Volvo Self-Driving Cars Want You to Binge Watch TV
Volvo and Ericsson are developing interruption-free media streaming capabilities to ensure self-driving car passengers can binge watch their favorite TV shows on the road.
Nobody really knows when self-driving cars will become commonplace, but when they do, Volvo wants you to sit back, relax, and binge-watch your favorites shows while you’re along for the ride.
Speaking at CES 2016 in Las Vegas, Volvo revealed it is developing interruption-free media streaming capabilities with Ericsson to ensure self-driving car passengers can catch up on Catastrophe while traveling.
Using Ericsson’s network and cloud expertise, Volvo’s self-driving cars will predict how long the drive is and tailor your content to the duration of the trip. Volvo says the content can be “intelligently buffered to deliver a high quality and uninterrupted viewing experience.”
“Our research shows that almost 70 per cent of all mobile data traffic will be from video in the coming years,” says Claes Herlitz, Head of Automotive Services at Ericsson. “This requires an innovative connectivity, cloud and analytics solution that is not only capable of serving multiple moving vehicles across a highway, but also has the capacity to provide the high quality, uninterrupted video service today’s consumer is accustomed to.”

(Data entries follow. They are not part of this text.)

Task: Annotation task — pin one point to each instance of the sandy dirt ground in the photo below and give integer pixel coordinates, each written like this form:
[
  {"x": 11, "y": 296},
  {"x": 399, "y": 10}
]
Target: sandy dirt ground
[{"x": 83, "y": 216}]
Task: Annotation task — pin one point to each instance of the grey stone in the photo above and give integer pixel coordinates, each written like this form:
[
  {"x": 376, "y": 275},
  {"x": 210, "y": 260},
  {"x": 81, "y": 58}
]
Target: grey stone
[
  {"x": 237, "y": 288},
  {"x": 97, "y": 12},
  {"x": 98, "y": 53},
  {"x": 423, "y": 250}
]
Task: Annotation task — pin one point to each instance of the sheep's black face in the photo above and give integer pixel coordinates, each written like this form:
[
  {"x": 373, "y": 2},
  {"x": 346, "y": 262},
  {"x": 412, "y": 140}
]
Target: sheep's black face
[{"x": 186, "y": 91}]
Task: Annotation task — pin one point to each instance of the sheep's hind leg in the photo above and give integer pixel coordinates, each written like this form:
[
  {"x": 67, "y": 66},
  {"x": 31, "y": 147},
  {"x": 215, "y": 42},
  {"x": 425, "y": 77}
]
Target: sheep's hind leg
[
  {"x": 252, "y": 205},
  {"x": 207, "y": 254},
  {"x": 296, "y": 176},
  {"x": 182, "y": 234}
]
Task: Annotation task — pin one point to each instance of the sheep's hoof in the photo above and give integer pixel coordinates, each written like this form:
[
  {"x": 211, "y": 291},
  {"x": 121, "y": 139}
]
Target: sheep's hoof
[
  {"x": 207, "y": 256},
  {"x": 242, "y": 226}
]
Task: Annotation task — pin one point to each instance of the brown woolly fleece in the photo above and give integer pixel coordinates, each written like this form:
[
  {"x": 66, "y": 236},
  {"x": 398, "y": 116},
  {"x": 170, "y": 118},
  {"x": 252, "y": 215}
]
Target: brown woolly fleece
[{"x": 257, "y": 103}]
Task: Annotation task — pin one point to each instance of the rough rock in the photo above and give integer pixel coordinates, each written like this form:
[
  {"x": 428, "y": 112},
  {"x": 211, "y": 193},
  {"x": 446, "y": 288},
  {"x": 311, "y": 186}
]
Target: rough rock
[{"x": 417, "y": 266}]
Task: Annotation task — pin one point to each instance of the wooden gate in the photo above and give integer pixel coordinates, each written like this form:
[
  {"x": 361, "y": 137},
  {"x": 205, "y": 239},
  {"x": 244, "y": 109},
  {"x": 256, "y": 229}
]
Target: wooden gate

“We recently unveiled our design vision for fully autonomous cars with Concept 26. Now we are actively working on future solutions to deliver the best user experience in fully autonomous mode,” says Anders Tylman General Manager Volvo Monitoring & Concept Center at Volvo Car Group. “Imagine a highway full of autonomous cars with their occupants sitting back watching their favorite TV shows in high definition. This new way of commuting will demand new technology, and a much broader bandwidth to ensure a smooth and enjoyable experience.”
“If you want to watch the latest episode of your favorite series, the car will know how long the journey needs to take and can optimize the route and driving control accordingly,” adds Tylman. “With autonomous drive it is no longer just a question of just getting from A to B quickly – it’s about the experience you wish to have in the car – how you wish to spend the time you are saving. With our future autonomous drive technology we will provide people with the freedom to choose the way they would like to commute and the content they would like to experience.”
Volvo, which in 2015 said it will take responsibility whenever one of its self-driving cars crashes while operating in autonomous mode, better hope its self-driving car technology is fail-proof. Because no human driver will be prepared to take over the wheel while binge watching their favorite Netflix shows.